Hopefully we’ll be able to figure out the proper way to help people who believe we don’t need any help. There’s a stigma associated with even accepting any help. What we’ve found is they need to feel appreciated, and we’re listening to them, and we’re trying to provide programs for them that will make them feel appreciated. And give them an opportunity to build in a little self-care.

How else do you build in self-care?

We have mindfulness training going on. It’s an introductory 8-hour course for police and fire. And it’s a wonderful concept. It’s a way of being self-aware and being aware of your surroundings, which is very important as a first responder, to live in the moment and not in the past or future. Deal with what you’re dealing with right now. Stay keen to the dangers around you and the task at hand. I’m sure some will not accept it, but some will. And we’re testing to see if the majority find this helpful.

Is there anything you’re trying that you never would have imagined doing before?

In the next couple of weeks, we’re going to have massage therapists coming into the station, and going to the police department, and giving them massages while on duty. It’ll give them a half-hour break during their day, to see if that alleviates any stress. We know that we probably can’t take away the stress, so we’ve got to find ways to deal with it.

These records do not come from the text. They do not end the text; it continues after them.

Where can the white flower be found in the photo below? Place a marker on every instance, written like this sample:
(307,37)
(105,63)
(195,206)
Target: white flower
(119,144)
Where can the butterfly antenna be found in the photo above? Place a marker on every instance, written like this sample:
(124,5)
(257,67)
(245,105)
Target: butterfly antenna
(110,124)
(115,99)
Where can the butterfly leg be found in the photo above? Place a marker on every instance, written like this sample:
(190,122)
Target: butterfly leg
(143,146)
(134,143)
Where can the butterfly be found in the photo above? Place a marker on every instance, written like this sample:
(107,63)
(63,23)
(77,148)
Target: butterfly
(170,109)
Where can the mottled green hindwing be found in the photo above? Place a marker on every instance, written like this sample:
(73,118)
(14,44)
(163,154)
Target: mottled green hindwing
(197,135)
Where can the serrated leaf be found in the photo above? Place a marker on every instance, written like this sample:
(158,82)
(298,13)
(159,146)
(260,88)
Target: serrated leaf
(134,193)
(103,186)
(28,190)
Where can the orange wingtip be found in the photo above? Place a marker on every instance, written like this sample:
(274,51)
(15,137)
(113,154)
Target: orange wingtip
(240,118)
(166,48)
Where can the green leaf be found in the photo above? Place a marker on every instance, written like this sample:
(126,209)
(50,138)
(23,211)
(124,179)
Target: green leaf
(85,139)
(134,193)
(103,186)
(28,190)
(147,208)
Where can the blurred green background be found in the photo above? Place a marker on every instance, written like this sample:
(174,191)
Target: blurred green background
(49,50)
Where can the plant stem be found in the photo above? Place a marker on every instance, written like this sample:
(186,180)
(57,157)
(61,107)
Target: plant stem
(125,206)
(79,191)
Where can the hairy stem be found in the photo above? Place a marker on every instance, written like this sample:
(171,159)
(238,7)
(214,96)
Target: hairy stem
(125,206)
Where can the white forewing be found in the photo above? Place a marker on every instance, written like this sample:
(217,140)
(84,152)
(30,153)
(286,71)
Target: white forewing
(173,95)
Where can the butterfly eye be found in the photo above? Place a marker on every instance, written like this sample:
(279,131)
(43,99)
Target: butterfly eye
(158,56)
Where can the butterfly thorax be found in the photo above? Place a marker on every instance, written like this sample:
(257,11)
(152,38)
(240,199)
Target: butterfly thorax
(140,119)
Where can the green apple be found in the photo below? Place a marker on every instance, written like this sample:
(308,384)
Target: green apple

I’m also in the middle of writing a policy to test whether it would help to give firefighters an hour each day when they’re not expected to respond to an emergency unless it’s something major. Firefighters work 24 hours at a time — that’s extremely stressful. This would be an hour to do whatever they want to do, whether it’s exercise, or take a nice long walk, or catch a game on television — just giving them an hour to themselves in that 24-hour period to see if that would help.

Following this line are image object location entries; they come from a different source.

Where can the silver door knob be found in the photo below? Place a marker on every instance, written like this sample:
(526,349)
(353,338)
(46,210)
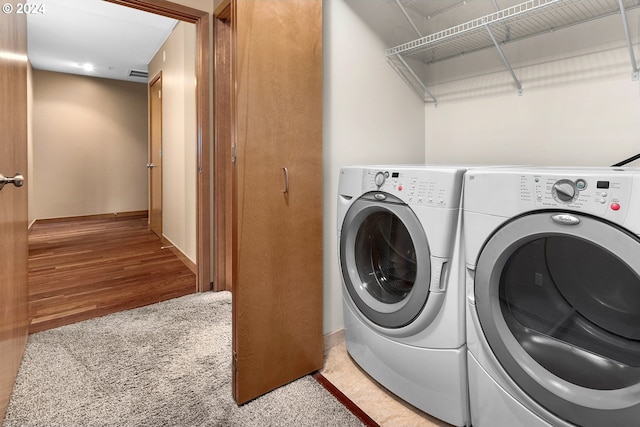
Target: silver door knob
(17,180)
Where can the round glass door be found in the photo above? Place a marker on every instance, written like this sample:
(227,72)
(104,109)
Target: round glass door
(385,260)
(560,308)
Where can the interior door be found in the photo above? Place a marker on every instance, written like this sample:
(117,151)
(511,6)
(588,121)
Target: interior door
(277,273)
(155,156)
(14,316)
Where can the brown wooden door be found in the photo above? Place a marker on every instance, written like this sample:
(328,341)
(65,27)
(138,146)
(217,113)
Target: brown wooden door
(155,156)
(14,316)
(277,272)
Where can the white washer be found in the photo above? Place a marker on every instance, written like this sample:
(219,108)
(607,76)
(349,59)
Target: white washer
(553,296)
(403,297)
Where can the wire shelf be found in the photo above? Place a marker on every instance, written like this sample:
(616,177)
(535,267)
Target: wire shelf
(429,9)
(515,23)
(518,22)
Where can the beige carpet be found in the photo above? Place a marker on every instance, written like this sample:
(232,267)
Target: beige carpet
(167,364)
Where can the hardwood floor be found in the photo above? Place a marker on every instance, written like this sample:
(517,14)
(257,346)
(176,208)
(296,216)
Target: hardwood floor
(85,268)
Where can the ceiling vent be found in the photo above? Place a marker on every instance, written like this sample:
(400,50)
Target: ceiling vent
(138,73)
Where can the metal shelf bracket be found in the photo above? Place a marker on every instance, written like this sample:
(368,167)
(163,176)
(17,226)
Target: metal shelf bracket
(634,67)
(504,58)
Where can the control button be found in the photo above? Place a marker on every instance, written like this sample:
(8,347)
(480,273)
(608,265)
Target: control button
(564,191)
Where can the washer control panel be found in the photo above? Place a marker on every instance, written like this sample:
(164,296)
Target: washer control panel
(416,186)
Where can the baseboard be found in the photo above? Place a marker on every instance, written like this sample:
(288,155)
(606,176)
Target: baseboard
(332,339)
(111,215)
(168,244)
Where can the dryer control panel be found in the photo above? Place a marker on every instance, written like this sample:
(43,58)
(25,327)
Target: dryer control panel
(599,195)
(432,187)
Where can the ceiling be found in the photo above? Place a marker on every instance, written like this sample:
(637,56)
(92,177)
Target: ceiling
(114,39)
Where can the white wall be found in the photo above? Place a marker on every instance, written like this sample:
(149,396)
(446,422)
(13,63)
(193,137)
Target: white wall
(579,106)
(176,60)
(370,117)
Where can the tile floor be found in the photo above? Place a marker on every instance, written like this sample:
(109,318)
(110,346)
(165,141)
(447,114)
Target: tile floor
(381,405)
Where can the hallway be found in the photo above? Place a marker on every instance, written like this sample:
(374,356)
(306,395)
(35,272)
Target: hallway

What have you learned from this process that you’d like your peers in other cities to know?

We as leaders need to listen to our internal customers just as much as we listen to our external customers. We’re here to serve and protect, but we also need to make sure those who serve and protect are taken care of as well. Words matter, and kindness goes a long way.

Are you hopeful that things are going in the right direction in Huntington?

I think we’ve turned a corner here in Huntington. We’ve had an 8-month trend downward on our overdoses. It’s not fast enough for some people, but I’m a glass-is-half-full kind of gal, and I think we’re going to be OK on the other side of this. I think we’re moving in a positive direction, and I’m very hopeful for the future of the city of Huntington.